A couple of weeks ago I was reminded how important that practice is. I was having a lovely long coffee with my friend Bob Turner who is a former mayor of Bowen Island and has lived on our island since 1989. We were both sharing our experience as long-time islanders that we don’t recognize so many people anymore and nor are we recognized by as many people as used to. In the times we have lived on the island, the community’s population has turned over many times. In fact, we have probably experienced 50% turnover in the last five years alone. We are both open to change. Having devoted ourselves to living long-term in this community, we have seen it go through phases, epochs, and generational shifts. And while that’s fine there is a lingering sense of something – sadness? nostalgia? grief? – that is hard to put a finger on. And I think we named it
I was telling Bob that I was recently working with the Squamish Nation and their Language and Culture Department and I was very struck by how the Squamish people who work in that department are motivated in their work by the deep family histories they come from, rooted in the villages of the Squamish Nation. There is growth and change in those communities, but there are powerful rituals for acknowledging the losses of people.

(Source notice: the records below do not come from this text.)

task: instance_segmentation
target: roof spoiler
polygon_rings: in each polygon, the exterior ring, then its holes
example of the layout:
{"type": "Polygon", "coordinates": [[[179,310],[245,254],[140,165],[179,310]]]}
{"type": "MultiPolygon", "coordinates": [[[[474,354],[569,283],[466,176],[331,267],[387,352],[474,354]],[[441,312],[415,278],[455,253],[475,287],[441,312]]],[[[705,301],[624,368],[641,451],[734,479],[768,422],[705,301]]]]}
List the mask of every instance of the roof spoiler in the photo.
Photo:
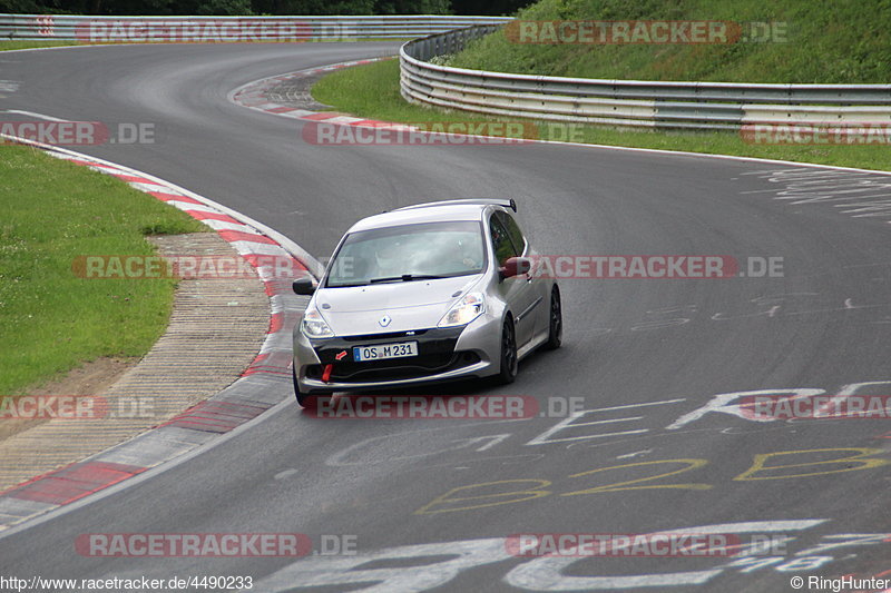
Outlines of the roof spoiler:
{"type": "Polygon", "coordinates": [[[451,204],[493,204],[496,206],[502,206],[505,208],[510,208],[515,213],[517,211],[517,202],[513,198],[503,199],[503,198],[463,198],[457,200],[443,200],[443,201],[430,201],[428,204],[415,204],[413,206],[403,206],[402,208],[396,208],[393,211],[399,210],[412,210],[414,208],[431,208],[433,206],[449,206],[451,204]]]}

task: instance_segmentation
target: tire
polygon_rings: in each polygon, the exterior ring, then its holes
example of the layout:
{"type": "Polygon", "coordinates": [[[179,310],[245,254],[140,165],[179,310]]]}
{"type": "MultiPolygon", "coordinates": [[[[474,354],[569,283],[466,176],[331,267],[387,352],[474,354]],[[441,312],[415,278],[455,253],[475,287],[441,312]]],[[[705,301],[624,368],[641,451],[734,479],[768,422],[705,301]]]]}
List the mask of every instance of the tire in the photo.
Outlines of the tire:
{"type": "Polygon", "coordinates": [[[510,313],[501,327],[501,370],[496,375],[498,383],[508,385],[517,379],[517,332],[510,313]]]}
{"type": "Polygon", "coordinates": [[[296,367],[291,368],[291,376],[294,379],[294,396],[297,398],[297,404],[300,404],[301,407],[315,407],[317,404],[317,396],[310,395],[307,393],[303,393],[300,391],[300,384],[297,383],[296,367]]]}
{"type": "Polygon", "coordinates": [[[560,289],[557,285],[550,291],[550,310],[548,312],[548,340],[546,350],[556,350],[564,340],[564,312],[560,303],[560,289]]]}

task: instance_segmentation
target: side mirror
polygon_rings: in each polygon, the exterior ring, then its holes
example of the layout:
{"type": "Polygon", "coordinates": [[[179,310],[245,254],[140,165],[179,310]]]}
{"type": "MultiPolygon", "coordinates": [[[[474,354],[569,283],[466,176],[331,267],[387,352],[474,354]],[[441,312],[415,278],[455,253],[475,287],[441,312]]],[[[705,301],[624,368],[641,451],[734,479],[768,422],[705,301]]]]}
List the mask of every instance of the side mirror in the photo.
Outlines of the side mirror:
{"type": "Polygon", "coordinates": [[[294,289],[295,295],[313,296],[313,293],[315,293],[315,285],[310,276],[297,278],[293,281],[291,287],[294,289]]]}
{"type": "Polygon", "coordinates": [[[510,257],[505,266],[498,269],[501,279],[523,276],[532,269],[532,263],[525,257],[510,257]]]}

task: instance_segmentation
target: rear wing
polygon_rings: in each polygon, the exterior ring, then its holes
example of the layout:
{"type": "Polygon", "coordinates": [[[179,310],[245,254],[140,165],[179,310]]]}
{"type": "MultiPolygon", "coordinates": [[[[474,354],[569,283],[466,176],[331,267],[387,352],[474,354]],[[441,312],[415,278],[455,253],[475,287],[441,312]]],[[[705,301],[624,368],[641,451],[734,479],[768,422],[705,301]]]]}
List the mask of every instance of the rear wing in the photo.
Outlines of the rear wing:
{"type": "Polygon", "coordinates": [[[393,211],[400,210],[414,210],[417,208],[431,208],[434,206],[449,206],[451,204],[492,204],[496,206],[501,206],[503,208],[510,208],[515,213],[517,211],[517,202],[513,198],[505,199],[505,198],[463,198],[457,200],[443,200],[443,201],[430,201],[428,204],[415,204],[413,206],[403,206],[402,208],[396,208],[393,211]]]}

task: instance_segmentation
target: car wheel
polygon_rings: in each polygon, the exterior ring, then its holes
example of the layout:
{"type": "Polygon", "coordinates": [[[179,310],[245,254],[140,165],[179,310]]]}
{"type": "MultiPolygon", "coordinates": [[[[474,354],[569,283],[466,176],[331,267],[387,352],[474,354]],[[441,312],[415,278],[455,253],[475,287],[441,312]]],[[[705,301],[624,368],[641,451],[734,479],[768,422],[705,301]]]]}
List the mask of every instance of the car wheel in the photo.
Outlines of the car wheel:
{"type": "Polygon", "coordinates": [[[300,404],[302,407],[315,407],[317,403],[317,396],[303,393],[300,391],[300,383],[297,383],[296,367],[292,366],[291,376],[294,379],[294,396],[297,398],[297,404],[300,404]]]}
{"type": "Polygon", "coordinates": [[[510,317],[508,313],[508,318],[501,328],[501,373],[498,375],[498,382],[501,384],[513,383],[517,378],[517,333],[513,330],[513,320],[510,317]]]}
{"type": "Polygon", "coordinates": [[[554,285],[550,291],[550,313],[548,314],[548,340],[545,348],[556,350],[564,340],[564,314],[560,305],[560,289],[554,285]]]}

Bowen Island is a settler community meaning that, other than a very small handful of descendents from original settler families, most people have only lived here for a maximum of two or three generations. People come and go, with very little tying them to the place. Squamish Nation people can’t do that. Your village is the source of your history and it spans back hundreds of generations out of remembered time. When someone is born or comes home or dies, there are important ceremonies that recognize that connection to the past. You might be given a name that was held by an ancestor or receive songs and responsibilities that are rooted to place. You are inextricably tied to the community
It’s just not like that on Bowen Island. Notably, while Bob and I were trying to put our finger on the melancholy feeling we were having, we decided that it came down to the fact that so many of the people we knew here and had close relationships with have just slipped away into other lives in other places. We don’t really hear from them anymore. They certainly don;t form the background of relationships and conversations that make up community. And unlike those who have died, there was no ceremony to acknowledge their passing out of our community. You just wake up one morning (or one post-pandemic year) and realize that person you played soccer with, or sang with or used to see on your regular walk is just no longer there. You don’t know why they left or where they went. There is just an absence and then a small space where they used to be that closes ever smaller until a person who was an unforgettable part of your life is suddenly “What’s his name, the guy with the brown dog that drove that old work van.”
There are boundaries we cross to join community and I wish for the boundaries to cross to leave it. When folks are leaving Bowen I love it when they tell me. I get to honour them, thank them, share some stories with them and then send them on their way. It gives all of us closure. It always a little sad when folks who have been a part of my life take off for their new chapters, but the ritual of saying goodbye makes it so much easier. Otherwise, we just imagine the slow trickle of voices flowing away into silence and nostalgia.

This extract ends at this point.